Sempre foram (e em muitos casos particularmente por via do acesso à propriedade que habitam) a coluna vertebral do crescimento de muitas economias, mas hoje deixaram de ser a prova de que a chamada terceira via – nem capitalismo selvagem nem socialismo colectivista – poderia funcionar como terá funcionado em alguns países da Europa do Norte, ainda muito marcados pela matriz da social democracia.
Com menos emprego, com menos Estado Social pela via da redução do acesso a serviços públicos anteriormente garantidos, crescem os novos pobres, recrutados especialmente entre a classe média, onde cabem muitos licenciados que já viveram confortavelmente e que agora chegam a fingir que não passam fome e tentam acreditar que a culpa do que está a acontecer é deles, por alegadamente terem vivido acima das possibilidades.
Todos nós tentamos acreditar que isto está a melhorar um pouco, devagarinho, mas a melhorar um pouco.

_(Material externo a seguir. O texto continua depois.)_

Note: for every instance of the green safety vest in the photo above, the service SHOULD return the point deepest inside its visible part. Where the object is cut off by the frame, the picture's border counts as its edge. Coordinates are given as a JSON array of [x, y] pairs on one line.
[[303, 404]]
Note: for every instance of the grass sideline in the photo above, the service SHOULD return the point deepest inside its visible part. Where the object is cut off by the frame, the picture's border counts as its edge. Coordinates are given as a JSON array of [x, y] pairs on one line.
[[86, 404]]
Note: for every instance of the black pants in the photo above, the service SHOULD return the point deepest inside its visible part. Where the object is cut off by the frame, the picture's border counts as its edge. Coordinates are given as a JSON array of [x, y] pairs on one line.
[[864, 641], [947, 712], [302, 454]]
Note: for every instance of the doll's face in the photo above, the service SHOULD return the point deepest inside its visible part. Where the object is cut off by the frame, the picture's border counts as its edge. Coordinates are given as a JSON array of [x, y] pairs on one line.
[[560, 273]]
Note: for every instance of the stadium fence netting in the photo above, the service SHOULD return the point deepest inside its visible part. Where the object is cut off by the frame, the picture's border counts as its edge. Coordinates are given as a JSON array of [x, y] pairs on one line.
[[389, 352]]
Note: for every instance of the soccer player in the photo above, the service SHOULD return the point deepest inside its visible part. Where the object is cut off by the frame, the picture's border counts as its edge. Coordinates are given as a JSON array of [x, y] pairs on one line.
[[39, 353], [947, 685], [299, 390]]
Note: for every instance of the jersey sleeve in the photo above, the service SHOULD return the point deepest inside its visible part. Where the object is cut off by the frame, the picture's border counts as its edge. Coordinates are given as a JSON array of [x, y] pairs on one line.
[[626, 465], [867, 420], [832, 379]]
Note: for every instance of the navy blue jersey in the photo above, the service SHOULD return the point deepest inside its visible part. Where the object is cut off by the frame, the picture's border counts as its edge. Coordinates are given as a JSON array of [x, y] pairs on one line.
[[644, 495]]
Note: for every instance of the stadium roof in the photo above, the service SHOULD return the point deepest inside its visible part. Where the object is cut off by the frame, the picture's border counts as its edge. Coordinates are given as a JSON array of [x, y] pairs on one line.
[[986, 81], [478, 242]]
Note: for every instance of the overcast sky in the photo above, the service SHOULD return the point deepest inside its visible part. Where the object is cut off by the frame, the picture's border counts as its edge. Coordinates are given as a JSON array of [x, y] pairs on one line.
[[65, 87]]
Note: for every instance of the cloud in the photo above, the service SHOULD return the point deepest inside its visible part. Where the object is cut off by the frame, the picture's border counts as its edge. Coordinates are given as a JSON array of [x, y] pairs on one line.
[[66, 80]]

Sabemos que será muito difícil conseguirmos o pleno emprego, mas com os actuais valores de desemprego existentes as perspectivas para a classe média são verdadeiramente assustadoras. Os desempregados de longa duração, na casa dos 50 anos de idade, mesmo quando são altamente qualificados olham para o futuro com angústias nunca antes imaginadas.
Ter emprego já não é garantia de escapar à queda. Numa das últimas estatísticas, quase 15% dos portugueses que tinham trabalho estavam em risco de tornar-se pobres. Mesmo continuando a trabalhar, essa situação distorce a própria ideia de classe média – o exército que alimentava o movimento dos museus, o público dos teatros e das salas de música, os frequentadores dos restaurantes de boa qualidade e até os leitores de certas revistas e de certos jornais, bem como o negócio dos carros de gama média alta, ou o negócio das viagens turísticas.
Muitos destes portugueses suspeitam estar a ser olhados pelos filhos como um fardo pesadíssimo, situação que é mais agravada quando os filhos, grande parte da geração portuguesa mais qualificada de sempre, estão fora do país e sem grande vontade de regressar, apesar do amor que continuam a ter por Portugal. Há muito que se sabe que essa história de amor e uma cabana é coisa que nem nos romances cor de rosa já se consegue acolher.
Não podemos ignorar e devemos tentar evitar este naufrágio anunciado. Quando sabemos que a classe média está a perder terreno, está a perder o emprego, está a perder a casa, está a perder a face e, o que é mais preocupante, está a perder a vontade de dar a volta a esta situação e de reencontrar os caminhos do crescimento e do desenvolvimento equilibrados.